Por uma verdadeira política de arrendamento

7 de junho de 2021

Todos temos a noção que em circunstâncias normais, para uma qualquer família ou indivíduo, dificilmente haverá uma decisão financeiramente mais onerosa do que a compra de uma casa. Como vos referi no artigo anterior, considero que há todo um racional e um emocional à volta da mesma, numa decisão que tem uma importância fundamental. Porque será na nossa nova casa que vamos criar as nossas melhores recordações: para nós, os nossos amigos e a nossa família.

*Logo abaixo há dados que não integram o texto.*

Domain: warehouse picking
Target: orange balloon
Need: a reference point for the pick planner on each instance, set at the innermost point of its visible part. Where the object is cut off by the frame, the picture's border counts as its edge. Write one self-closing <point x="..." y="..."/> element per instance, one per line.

Às vezes, temos de adiar estes sonhos e acabamos por comprar ou arrendar não o imóvel ideal, mas a casa possível. Porque aceitámos um emprego fora da nossa cidade, porque a nossa vida pessoal deu uma reviravolta ou porque não temos condições para ter a vivenda com jardim e piscina e temos de nos contentar com o terraço na cidade.  O que, confesso-vos, não acho de todo errado.

O mercado do arrendamento, se fosse bem feito, com políticas sérias de apoio por parte do Estado e das Autarquias, com incentivos às empresas de construção civil e aos proprietários, seria a opção lógica e natural das famílias. Não apenas das famílias tradicionais, mas também daquele grupo de amigos que se juntam para viverem juntos, ou dos jovens adultos que estando já saturados de estar em casa dos pais fazem o seu grito de Ipiranga.

A crise, o COVID e a estranha estratégia de empobrecer o país e os portugueses, que parece ser o mote dos sucessivos Governos em Portugal, acaba por colocar muito em stand by estas decisões e opções estratégicas. Mas, mesmo assim, e pelo que me vou apercebendo do mercado, há dinâmicas novas e variáveis que vieram aqui baralhar o que era tido como normal ou tradicional no imobiliário. O que não é, de todo, estranho, e até é saudável: mostra que o mercado, apesar de tudo o que parece que fazem contra este, sabe adaptar-se e criar dinâmicas próprias, respondendo, mesmo assim, às necessidades de quem procura novas soluções. E todos nós já assistimos ou passámos por isso.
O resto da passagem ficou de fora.